Creativity, Culture & AI

  • Artificial intelligence and the future of human creativity
  • Technology as archetypal disruption
  • The artist as cultural oracle
  • Human–AI partnership and symbolic reorganization
  • The future of authorship and meaning

 Interdisciplinary & Experiential Formats

  • Clinical case studies
  • Theoretical and research-based papers
  • Creative and performative presentations
  • Workshops integrating imaginal or expressive modalities
  • Panel dialogues on cultural transformation

Submission Guidelines

We welcome proposals from Pacifica alumni established scholars and emerging voices. Submissions may be theoretical, clinical, interdisciplinary, artistic, or experiential.

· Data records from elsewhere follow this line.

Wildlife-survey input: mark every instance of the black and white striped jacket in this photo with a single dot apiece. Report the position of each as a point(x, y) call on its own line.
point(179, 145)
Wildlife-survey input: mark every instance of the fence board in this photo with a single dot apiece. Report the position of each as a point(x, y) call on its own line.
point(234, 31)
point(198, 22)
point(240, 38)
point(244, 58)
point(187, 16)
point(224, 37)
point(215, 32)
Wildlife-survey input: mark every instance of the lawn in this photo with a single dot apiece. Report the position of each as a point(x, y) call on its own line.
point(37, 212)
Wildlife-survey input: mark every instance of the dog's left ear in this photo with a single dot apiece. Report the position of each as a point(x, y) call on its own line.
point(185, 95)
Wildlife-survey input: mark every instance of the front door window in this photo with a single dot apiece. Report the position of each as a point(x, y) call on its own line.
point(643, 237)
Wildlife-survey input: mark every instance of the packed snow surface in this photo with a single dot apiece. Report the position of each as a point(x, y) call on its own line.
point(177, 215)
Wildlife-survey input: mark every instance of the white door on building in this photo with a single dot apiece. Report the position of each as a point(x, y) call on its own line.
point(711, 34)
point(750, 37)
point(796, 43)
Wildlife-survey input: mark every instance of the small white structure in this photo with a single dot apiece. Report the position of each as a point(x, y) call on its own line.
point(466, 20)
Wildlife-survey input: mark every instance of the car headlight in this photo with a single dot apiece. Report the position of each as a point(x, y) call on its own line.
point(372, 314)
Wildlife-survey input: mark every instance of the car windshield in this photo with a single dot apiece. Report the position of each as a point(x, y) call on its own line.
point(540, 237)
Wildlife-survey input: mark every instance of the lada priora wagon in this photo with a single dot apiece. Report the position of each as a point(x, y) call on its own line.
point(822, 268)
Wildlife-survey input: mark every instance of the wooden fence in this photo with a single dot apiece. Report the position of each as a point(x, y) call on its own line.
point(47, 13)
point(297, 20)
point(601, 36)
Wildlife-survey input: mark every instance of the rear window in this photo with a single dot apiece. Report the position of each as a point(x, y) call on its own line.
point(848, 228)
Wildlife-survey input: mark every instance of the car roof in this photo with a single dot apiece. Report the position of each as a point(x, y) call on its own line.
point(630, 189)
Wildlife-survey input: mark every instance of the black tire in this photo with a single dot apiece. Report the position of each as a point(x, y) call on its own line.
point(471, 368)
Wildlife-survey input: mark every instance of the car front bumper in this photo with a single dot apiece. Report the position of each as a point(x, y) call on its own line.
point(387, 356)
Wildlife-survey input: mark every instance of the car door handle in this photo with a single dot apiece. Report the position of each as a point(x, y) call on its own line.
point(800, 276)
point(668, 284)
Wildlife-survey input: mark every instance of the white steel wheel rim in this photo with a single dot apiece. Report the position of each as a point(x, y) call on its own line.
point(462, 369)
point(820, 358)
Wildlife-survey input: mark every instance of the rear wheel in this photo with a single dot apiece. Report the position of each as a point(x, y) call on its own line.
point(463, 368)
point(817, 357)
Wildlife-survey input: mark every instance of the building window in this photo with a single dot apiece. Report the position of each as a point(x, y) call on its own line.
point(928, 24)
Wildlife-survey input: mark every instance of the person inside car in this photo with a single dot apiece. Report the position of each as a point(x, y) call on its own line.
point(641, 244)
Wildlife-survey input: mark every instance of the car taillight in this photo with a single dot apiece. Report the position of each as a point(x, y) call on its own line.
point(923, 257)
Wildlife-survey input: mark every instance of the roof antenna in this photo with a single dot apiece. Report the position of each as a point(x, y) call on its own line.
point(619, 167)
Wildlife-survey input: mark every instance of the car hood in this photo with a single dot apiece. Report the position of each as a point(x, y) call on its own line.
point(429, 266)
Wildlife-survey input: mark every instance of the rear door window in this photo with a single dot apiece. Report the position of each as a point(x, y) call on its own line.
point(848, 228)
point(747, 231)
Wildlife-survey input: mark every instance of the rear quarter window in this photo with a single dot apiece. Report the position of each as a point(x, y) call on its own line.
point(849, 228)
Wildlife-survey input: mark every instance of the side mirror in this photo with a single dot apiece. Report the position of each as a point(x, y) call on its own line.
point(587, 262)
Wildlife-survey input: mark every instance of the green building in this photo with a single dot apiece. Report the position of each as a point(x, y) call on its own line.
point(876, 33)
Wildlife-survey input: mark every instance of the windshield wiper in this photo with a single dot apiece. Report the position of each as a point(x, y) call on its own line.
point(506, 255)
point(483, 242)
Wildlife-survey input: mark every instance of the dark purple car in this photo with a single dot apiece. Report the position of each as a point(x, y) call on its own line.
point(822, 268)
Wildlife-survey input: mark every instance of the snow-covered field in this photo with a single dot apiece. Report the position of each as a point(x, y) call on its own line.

Presentation Format Options

We encourage a diversity of formats to engage attendees in intellectual, creative, and experiential ways:

  • Academic Papers & Lectures – 20-minute individual presentations or 60-minute panel discussions on relevant themes.
  • Workshops – Interactive sessions integrating creative, somatic, or ritual-based approaches (120 minutes).
  • Experiential Sessions – Guided movement, dreamwork, active imagination, storytelling, or artistic practices exploring the conference themes (60 minutes).
  • Roundtable Discussions – Informal, facilitated conversations that encourage deep dialogue and exchange among participants (60 minutes).
  • Film Screenings & Media Presentations – Short films, digital storytelling, or multimedia works that engage the creative feminine. (60 minutes or 120 minutes)
  • Performances & Creative Readings – Poetry, music, theater, or spoken-word performances that embody the power of feminine creativity. (60 Minutes or shorter for inclusion as part of a main session)

Submission Guidelines

Please submit a 300-word proposal outlining your presentation, including:

  • Title of your presentation
  • Presentation format (from the list above)
  • Abstract detailing the focus and relevance to the conference theme
  • A brief biography (100 words) including your professional background and affiliations
  • A headshot (PNG or JPEG)

While portions of this conference will be livestreamed, allowing for a global gathering of voices, all presentations must be offered on-campus.

Submit proposals by April  19, 2026 to Extension@pacifica.edu. Notifications of acceptance will be sent by May 15, 2026.

Goddess-Makers 2026 convenes those willing to stand in the tension of this historical moment
not to restore the old myth, but to midwife the new.